Я Распутинъ. Книга 2 | страница 70



– Нищий совсем? – тихонько спросил я у Лены, она кивнула. – А чего его не турнут тогда?

– Кодекс Наполеона. Никто не имеет права отказать в стакане воды. И никого нельзя арестовать за бродяжничество, если у него есть хотя бы пять франков.

Да… я-то, несмотря на исторический факультет, Бонапарта считал все больше полководцем, а он, оказывается, социальные новации узаконивал.

Волосатый тем временем потягивал воду и обводил помещение оценивающим взглядом. Убедившись, что никого, кроме нас, нельзя заподозрить в наличии лишних денег, он повернулся вполоборота, пристроил на коленях папку и принялся рисовать, поглядывая на Лену. Мы допили и доели и совсем уже собрались уходить, как он протянул нам листок и представился:

– Modigliani, artiste et Juif.
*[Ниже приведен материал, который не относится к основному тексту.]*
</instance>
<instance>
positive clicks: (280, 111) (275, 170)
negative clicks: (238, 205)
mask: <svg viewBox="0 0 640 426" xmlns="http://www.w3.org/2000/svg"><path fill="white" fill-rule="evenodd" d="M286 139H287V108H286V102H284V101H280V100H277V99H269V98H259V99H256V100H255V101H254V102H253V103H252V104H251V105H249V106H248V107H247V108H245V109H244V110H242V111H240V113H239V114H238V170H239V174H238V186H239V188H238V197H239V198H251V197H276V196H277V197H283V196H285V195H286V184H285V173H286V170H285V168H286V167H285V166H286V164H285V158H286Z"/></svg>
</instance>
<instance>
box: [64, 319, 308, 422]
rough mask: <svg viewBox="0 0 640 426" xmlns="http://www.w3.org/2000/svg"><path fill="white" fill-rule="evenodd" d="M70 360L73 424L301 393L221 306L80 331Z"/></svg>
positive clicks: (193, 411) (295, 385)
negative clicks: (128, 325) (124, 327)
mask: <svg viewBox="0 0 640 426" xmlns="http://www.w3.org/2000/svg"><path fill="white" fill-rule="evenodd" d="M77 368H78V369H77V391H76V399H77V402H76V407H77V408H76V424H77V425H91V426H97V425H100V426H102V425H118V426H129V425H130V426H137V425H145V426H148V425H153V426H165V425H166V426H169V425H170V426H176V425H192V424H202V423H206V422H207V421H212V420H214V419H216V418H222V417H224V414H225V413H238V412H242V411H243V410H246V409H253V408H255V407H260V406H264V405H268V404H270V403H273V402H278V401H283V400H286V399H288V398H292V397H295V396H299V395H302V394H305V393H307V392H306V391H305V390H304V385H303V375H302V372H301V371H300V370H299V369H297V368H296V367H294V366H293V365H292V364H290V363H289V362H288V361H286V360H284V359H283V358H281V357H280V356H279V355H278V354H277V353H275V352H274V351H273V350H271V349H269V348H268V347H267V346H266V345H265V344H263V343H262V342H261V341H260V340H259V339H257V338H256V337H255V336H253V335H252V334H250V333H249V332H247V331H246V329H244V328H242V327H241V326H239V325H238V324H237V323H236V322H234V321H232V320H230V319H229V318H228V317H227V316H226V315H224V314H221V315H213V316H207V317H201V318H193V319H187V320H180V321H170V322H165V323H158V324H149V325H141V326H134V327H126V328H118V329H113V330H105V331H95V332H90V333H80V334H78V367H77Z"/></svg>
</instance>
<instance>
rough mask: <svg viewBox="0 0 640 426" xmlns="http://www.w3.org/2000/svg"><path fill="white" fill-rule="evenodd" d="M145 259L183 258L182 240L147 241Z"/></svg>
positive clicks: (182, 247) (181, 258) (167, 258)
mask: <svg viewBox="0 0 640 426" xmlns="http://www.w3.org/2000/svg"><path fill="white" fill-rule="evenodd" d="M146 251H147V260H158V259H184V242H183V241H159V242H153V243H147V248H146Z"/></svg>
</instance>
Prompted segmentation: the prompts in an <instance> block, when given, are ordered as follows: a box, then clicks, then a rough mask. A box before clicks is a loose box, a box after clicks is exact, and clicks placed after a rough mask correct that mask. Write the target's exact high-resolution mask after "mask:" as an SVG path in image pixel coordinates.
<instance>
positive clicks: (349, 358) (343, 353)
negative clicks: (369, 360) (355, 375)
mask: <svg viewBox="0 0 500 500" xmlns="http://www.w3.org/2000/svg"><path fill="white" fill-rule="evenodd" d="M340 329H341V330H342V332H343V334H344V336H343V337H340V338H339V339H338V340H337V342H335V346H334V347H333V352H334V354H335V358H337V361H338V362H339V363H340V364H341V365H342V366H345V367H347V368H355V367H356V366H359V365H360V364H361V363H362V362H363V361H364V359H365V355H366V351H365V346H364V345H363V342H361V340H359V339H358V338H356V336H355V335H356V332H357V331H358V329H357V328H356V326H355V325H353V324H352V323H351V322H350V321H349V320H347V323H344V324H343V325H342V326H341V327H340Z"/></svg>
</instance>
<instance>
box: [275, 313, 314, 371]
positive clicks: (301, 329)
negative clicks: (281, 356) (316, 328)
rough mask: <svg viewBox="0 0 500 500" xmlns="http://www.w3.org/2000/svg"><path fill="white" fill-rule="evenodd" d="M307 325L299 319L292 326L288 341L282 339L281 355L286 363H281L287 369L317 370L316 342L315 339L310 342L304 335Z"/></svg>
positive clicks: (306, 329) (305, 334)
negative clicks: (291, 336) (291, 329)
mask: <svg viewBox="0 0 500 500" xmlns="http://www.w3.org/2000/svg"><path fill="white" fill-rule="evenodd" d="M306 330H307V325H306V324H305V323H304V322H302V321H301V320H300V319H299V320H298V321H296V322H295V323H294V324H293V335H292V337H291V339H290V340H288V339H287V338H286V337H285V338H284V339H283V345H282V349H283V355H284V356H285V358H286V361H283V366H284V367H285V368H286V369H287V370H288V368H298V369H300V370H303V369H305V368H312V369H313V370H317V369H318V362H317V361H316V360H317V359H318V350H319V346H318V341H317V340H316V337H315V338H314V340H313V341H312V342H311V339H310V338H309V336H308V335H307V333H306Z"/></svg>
Vous souhaitez acheter un portrait de votre dame pour cinq francs?

– Говорит, что он Модильяни, художник и еврей. И предлагает купить мой портрет за пять франков, – перевела Лена.

Я уточнил – его звали Амедео, тут мне карта и поперла. Еще бы, нарваться на будущего классика, ныне полуголодного и рисующего за копейки. Купил, конечно. И договорился купить все остальное, для чего придется опять карабкаться на Монмартр – сегодня нам необычайно повезло, что Амедео загулял тут, на Монпарнасе. А пока пора была идти на встречу с Бурцевым.

– А что же это вы, господин Распутин, без своих знаменитых очков? И сюртука с крестом?

Публицист оказался въедливым, ехидным мужичной в очень приличном, недешевом костюме. Но вот репутация его докатилась даже до студента-историка ЛГУ, то есть до меня: был он знаменитым разоблачителем провокаторов и полицейских агентов. Эдакая революционная контрразведка в одном лице, потому-то я и решил подбросить ему наводку. Чем быстрее придавят террористов – тем лучше, и пусть их давит не только полиция, но и сами революционеры.

– Зря ерничаете, Владимир Львович. Божьи откровения не от наряда зависят, а вот будь я в нем, завтра же по всему Парижу раззвонят, что сицилист встречается с царевым фаворитом.

– И какими же откровениями вы нас сегодня побалуете? – Бурцев сделал неопределенный жест вилкой с наколотым на него кусочком мяса.

От обеда он не отказался и наворачивал с аппетитом, приятно было на человека смотреть – кто хорошо ест, тот хорошо работает.

– Азеф.

Вилку он отложил и куда внимательней поглядел на меня:

– Что Азеф?

– Провокатор. Много худого совершил и еще больше совершит, коли не остановить. Люди к убийству привыкают, злобу множат.